Okay, it was an accident. Call it the “law of unintended consequences,” but give credit where credit is due.
The President’s reckless economic policy of tax cuts combined with the specter of war without end in Iraq/Iran/Afghanistan/Pakistan has contributed mightily to the demise of the U.S. dollar. Worldwide confidence in the U.S. dollar is kaput.The price of oil is pegged to the value of the ever-cheapening dollar, which is among reasons why the sheiks say they are jacking up prices. Things have gotten so out of whack, “our friends the Saudis” have called for an emergency summit on oil prices.
The silver lining of Bush’s mismanagement: things are pretty rosy on the environmental front. The President has single-handedly achieved what environmentalists failed to do for years: end America’s love affair with the SUV.
General Motors has put the Hummer, the symbol of SUV excess, division on the auction block. Americans are abandoning their gas-guzzling SUVs as fast as they can push them to dealerships, trading them in for compacts that are unfortunately produced mostly by Japanese automakers. [Toyota thinks it may outsell GM here this year, dealing another psychological blow to Detroit’s Shrinking Three.]
Dubya’s policies ensure there will be lower levels of pollution this summer as families drive less because they can’t afford to pay for gas that costs $4 a-gallon and rising. Cash-strapped airlines are canceling flights — and laying off tens of thousands — because they can’t afford pump prices “Staycation” is now a travel industry buzz word. “Nocation” may be more apt.
The New York Times ran a June 9 front page story about rural workers doing their bit for Mother Earth by involuntarily reducing their carbon footprints. They are forced to give up jobs with long commutes because gas prices are out of reach.

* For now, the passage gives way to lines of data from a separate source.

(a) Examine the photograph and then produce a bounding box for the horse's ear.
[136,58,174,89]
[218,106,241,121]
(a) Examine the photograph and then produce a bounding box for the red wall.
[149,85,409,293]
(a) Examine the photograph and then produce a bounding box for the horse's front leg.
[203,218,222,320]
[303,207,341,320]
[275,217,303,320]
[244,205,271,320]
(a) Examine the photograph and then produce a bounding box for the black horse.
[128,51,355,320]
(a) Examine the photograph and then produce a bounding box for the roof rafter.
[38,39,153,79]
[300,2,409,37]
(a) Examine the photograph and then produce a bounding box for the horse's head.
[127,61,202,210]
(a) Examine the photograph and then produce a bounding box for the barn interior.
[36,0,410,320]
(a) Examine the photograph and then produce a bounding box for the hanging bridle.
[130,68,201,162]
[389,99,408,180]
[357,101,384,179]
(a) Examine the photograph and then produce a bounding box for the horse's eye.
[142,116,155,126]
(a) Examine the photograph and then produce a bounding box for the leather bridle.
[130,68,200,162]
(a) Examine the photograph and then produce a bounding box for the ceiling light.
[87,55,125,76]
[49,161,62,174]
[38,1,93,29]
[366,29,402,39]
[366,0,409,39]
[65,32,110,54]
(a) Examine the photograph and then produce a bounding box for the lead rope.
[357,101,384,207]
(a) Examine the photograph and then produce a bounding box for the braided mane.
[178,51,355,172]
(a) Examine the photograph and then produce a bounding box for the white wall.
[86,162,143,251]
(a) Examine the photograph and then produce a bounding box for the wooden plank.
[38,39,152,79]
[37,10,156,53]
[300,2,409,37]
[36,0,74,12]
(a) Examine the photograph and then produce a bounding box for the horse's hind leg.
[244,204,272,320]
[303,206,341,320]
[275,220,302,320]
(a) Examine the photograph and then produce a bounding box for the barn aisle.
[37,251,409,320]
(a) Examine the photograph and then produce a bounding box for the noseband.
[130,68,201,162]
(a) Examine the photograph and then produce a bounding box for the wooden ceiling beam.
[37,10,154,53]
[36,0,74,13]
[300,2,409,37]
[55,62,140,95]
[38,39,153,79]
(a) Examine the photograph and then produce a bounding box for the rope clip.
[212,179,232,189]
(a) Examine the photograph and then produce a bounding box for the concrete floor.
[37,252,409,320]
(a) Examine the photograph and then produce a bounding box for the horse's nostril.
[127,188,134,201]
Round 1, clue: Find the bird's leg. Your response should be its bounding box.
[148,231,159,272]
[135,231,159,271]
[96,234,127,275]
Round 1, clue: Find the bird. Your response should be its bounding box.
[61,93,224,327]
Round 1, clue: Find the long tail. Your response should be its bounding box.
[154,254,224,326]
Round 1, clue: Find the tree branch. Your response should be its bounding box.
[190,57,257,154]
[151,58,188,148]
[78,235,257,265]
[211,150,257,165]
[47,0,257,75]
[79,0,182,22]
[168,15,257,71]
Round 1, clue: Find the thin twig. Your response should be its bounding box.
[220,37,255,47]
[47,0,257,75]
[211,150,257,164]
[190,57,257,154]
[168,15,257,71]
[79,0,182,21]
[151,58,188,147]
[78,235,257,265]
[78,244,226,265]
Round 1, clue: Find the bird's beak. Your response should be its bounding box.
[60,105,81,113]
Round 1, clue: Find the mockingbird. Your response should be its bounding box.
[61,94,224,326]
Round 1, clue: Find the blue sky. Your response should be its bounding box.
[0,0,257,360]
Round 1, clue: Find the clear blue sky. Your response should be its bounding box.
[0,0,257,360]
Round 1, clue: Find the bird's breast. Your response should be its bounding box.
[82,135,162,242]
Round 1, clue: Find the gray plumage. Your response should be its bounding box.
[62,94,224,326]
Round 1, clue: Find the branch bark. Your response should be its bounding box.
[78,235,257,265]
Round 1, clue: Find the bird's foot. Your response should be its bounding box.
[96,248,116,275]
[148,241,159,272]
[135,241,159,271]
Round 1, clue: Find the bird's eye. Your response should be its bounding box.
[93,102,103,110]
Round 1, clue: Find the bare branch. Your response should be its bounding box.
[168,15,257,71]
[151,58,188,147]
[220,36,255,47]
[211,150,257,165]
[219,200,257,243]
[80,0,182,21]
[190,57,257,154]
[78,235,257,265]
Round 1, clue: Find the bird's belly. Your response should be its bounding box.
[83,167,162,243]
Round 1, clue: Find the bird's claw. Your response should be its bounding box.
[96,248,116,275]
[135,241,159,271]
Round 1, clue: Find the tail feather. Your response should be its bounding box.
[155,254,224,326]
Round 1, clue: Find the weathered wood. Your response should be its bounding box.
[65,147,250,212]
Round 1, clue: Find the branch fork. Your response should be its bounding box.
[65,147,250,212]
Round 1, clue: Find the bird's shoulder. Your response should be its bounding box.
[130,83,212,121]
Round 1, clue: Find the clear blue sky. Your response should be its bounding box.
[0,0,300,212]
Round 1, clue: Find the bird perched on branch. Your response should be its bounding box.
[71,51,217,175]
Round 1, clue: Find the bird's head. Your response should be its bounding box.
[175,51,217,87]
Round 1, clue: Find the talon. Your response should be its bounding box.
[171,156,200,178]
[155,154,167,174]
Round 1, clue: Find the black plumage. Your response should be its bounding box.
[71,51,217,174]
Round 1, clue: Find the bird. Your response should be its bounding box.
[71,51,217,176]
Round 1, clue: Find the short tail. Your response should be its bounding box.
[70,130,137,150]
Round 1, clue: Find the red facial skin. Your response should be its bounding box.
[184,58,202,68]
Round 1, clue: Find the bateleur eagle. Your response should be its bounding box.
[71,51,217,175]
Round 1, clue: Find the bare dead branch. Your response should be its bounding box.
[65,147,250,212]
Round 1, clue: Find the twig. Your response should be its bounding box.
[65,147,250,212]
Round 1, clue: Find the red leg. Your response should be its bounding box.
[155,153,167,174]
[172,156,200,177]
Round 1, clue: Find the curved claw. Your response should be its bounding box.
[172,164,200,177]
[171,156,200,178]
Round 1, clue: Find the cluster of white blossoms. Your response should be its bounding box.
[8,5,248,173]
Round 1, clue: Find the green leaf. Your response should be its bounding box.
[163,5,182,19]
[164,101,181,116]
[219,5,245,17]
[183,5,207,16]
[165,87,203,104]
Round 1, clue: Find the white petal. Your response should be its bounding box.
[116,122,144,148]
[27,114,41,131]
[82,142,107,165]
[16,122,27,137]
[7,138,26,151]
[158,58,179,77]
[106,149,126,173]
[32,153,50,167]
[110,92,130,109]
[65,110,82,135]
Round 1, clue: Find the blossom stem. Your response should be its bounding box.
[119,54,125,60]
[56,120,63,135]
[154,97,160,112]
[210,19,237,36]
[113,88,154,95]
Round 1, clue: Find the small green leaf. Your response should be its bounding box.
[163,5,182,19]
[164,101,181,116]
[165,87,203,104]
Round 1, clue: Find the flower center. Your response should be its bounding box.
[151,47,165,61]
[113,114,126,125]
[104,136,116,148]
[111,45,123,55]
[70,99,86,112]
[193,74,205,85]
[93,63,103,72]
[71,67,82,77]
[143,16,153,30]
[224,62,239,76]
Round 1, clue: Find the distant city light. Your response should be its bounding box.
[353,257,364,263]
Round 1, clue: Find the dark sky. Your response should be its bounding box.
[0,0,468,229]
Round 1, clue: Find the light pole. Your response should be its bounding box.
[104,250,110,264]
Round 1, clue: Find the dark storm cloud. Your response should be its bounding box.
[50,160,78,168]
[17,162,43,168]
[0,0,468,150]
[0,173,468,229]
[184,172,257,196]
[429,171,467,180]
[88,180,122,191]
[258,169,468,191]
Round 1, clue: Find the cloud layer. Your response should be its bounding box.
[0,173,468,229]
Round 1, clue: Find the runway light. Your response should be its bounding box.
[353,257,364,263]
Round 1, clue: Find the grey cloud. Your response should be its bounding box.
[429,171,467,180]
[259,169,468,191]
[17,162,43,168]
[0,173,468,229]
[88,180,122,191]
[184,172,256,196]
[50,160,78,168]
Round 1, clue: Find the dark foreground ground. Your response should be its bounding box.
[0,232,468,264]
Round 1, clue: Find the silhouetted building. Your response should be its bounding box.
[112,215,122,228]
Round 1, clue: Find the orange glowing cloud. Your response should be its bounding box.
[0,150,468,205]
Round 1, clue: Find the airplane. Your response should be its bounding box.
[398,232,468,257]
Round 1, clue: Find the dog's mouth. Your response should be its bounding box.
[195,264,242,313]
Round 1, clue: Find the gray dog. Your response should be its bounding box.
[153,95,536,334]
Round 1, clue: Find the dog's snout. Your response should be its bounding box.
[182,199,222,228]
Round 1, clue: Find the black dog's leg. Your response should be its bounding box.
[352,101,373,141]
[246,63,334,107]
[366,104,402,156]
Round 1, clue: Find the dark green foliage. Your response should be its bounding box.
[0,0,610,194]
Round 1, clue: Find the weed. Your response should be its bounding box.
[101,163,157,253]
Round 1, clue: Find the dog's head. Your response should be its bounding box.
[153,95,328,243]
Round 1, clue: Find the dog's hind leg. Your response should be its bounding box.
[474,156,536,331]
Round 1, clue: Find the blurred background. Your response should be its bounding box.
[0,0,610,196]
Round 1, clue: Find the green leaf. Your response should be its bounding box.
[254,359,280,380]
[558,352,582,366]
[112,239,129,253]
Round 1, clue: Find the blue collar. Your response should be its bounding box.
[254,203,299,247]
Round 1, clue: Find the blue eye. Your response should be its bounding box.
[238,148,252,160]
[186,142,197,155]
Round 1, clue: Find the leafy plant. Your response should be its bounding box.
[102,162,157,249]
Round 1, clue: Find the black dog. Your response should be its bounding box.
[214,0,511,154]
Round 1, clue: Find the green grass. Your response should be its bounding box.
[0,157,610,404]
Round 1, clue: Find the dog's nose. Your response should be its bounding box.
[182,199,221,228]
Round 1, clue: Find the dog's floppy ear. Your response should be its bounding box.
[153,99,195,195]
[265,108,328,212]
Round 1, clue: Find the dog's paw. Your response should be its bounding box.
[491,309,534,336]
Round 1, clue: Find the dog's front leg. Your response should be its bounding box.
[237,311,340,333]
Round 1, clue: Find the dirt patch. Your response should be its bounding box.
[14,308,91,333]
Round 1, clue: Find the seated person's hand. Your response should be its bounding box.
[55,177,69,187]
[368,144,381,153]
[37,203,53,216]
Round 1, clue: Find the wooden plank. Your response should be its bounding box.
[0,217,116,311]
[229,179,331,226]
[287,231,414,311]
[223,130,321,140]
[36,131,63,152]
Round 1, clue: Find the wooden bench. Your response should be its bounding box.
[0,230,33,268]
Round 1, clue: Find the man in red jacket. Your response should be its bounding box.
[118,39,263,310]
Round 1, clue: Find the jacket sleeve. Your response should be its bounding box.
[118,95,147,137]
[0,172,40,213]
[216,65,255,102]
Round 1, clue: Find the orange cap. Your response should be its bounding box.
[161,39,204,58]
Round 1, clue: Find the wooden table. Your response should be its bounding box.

Cleveland Whiteside, of Mississippi, is the poster boy of Bush’s environmental achievement. Whiteside had his Jeep Cherokee repossessed because he “paid so much for gas to get to work, I couldn’t pay my payments anymore,” he told the Times. Tim Slack, a sociologist at Louisiana State University, added: “As gas prices rise, working less could be the economically rational choice.”
The President has more good news for the environment. His saber-rattling over Iran (“All options remain on the table”) over its nuclear program has the world’s energy markets on edge. Crude now priced at $134.66 will easily shatter the $200 mark if Iran’s nuclear facilities are attacked.
That would keep even more Americans off the roads, and spur a Marshall Plan-like development of alternative fuels under an Obama Administration.
Greenpeace might find the words hard to say, but its leaders should salute the President with a toast of “Bushie, You’re Doing a Heckuva Job!